Among 85 NSCLC patients with EGFR mutations treated with ICIs, there were 45 patients with exon 19 deletions, 33 patients with L858R mutations, and seven patients with uncommon EGFR mutations. The ORR, median PFS, and OS of patients with exon 19 deletions were 20%, 5.4 months (95% CI: 4.3–6.4), and 17.6 months (95% CI: 12.0–23.3), respectively. The ORR, median PFS, and OS of patients with L858R mutations were 24.2%, 10.2 months (95% CI: 5.2–15.2), and not reached, respectively. There was a remarkable difference between them in PFS (P = 0.016) and OS (P = 0.043), and patients with L858R mutations had a longer PFS and OS than patients with exon 19 deletions (Fig. 2C-D) (Table 2).

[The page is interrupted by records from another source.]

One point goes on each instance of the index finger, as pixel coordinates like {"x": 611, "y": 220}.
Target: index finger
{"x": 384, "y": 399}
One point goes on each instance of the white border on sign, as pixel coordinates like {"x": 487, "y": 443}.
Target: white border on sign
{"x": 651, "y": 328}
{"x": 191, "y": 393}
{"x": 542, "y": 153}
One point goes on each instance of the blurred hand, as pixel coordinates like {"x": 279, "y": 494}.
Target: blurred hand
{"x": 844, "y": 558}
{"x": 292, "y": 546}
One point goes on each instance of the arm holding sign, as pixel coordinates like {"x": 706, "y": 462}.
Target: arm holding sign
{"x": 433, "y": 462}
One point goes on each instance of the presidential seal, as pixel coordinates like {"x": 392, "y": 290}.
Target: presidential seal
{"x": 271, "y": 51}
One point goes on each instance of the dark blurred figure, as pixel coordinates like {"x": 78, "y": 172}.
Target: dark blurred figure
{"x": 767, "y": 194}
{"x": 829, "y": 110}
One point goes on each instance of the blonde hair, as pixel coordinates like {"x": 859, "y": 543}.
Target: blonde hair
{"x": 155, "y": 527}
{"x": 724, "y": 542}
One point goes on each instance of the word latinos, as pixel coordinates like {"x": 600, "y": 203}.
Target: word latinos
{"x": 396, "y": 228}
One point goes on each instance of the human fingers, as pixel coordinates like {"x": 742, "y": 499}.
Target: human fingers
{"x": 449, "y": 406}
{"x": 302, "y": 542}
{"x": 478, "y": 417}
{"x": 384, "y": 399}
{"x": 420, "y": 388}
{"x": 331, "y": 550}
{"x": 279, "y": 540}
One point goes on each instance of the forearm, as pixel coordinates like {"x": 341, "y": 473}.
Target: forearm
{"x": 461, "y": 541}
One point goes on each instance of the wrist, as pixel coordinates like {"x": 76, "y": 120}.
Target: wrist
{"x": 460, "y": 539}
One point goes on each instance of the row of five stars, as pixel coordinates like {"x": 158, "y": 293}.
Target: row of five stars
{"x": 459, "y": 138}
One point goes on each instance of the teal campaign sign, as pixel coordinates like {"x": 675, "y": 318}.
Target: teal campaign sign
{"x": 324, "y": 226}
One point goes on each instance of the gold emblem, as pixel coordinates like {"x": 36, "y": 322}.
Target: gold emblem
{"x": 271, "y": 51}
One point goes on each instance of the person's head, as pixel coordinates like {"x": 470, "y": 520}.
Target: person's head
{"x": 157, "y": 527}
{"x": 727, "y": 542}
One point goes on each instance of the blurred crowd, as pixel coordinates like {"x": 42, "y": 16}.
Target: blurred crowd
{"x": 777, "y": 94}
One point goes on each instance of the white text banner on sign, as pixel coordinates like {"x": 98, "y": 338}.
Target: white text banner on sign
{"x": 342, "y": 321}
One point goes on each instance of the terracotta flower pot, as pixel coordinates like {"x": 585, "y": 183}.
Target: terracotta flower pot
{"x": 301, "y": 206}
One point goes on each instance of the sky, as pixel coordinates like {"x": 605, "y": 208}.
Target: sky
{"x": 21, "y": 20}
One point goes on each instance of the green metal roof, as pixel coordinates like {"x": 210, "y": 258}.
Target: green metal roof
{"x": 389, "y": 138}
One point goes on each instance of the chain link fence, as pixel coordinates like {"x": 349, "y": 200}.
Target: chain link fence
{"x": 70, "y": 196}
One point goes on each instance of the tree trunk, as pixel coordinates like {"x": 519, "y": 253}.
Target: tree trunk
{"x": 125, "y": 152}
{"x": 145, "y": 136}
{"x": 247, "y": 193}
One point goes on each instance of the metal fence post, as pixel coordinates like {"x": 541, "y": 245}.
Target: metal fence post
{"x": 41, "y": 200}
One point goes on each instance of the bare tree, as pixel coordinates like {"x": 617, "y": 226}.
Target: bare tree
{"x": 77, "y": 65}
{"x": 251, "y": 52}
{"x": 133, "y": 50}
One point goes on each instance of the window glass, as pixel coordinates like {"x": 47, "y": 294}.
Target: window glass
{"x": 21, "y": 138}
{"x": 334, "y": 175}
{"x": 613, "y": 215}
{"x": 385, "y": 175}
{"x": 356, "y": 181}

After progression following prior EGFR-TKI treatments, 50 patients had information regarding T790M mutation, with 26 with T790M mutations and 24 without T790M mutations. The ORR, median PFS, and OS of patients with T790M mutations were 19.2%, 5.3 months (95% CI: 3.9–6.7), and 16.2 months (95% CI: 10.8–21.6), respectively. The ORR, median PFS, and OS of patients without T790M mutations were 16.7%, 7.6 months (95% CI: 3.6–11.6), and not reached, respectively. There was a significant difference between the groups in PFS (P = 0.039) and OS (P = 0.031), and patients without T790M mutation had a longer PFS and OS (Fig. 2E-F) (Table 2).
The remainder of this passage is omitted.